TensorFlow implementation of adversarial drum synth (ADS) from the paper Adversarial Synthesis of Drum Sounds @ The 2020 DAFx Conference.
Code has been developed with Python 3.8
. It should work with other versions of Python 3
, but has not been tested. Moreover, we rely on several third-party libraries, listed in requirements.txt
. They can be installed with
$ pip install -r requirements.txt
The majority of the code is contained within three scripts train.py
, preproc.py
and generate.py
. The first script train.py
allows to train a new model from scratch as described in the paper. The preproc.py
script is used to prepare a new dataset for training. The third script generate.py
enables conditional synthesises of drum sounds using a pretrained generator.

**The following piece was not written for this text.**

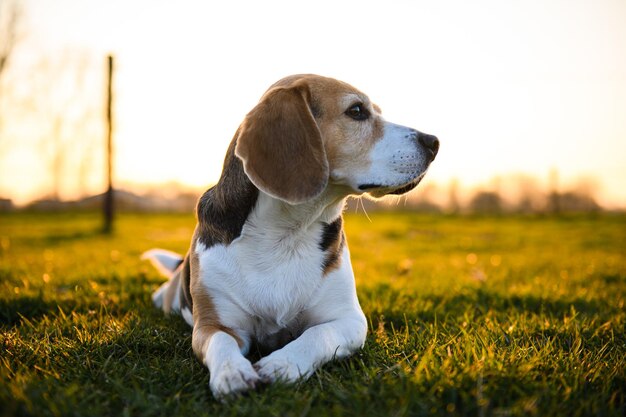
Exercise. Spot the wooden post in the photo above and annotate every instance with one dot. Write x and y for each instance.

Parameter | Default | Description |
---|---|---|
--dataset | - | path to folder containing audio training data |
--preproc | False | run audio preprocessing script |
--n_classes | 3 | number of classes (e.g., kick, snare, cymbal) |
--sr | 44100 | audio sample rate |
--audio_length | 16384 | audio length in samples (must be a power of 2) |
--batch_size | 64 | training batch size |
--epochs | 2000 | number of cycles through the full dataset |
--lr | 0.0002 | learning rate |
--beta_1 | 0.5 | Adam beta 1 value |
--n_d | 5 | number of discriminator updates per generator update |
--z_dim | 3 | latent dimensionality |
--e_dim | 50 | embedding layer dimensionality |
--num_res | 5 | number of upsampling/downsampling blocks |
--scale_base | 4 | upsampling/downsampling factor |
--n_filters | 1024 | maximum number of filters |
--adversarial_loss_mode | 'wgan' | adversarial loss mode |
--gradient_penalty_mode | 'wgan-gp' | gradient penalty mode |
--experiment_name | 'ADS_demo' | name of the experiment |
When training the system on your own dataset of drum sounds, the dataset must be prepared using the preproc.py
script. Create a directory structure with a sub-directories for each class containing the appropriate drum sounds. Run train.py
and set the --dataset parameter to the path of your dataset and then set --preproc to True. If training on a dataset that has already been prepared with preproc.py
, --dataset can be set to the path of the preprocessed dataset, and --preproc can be set to False.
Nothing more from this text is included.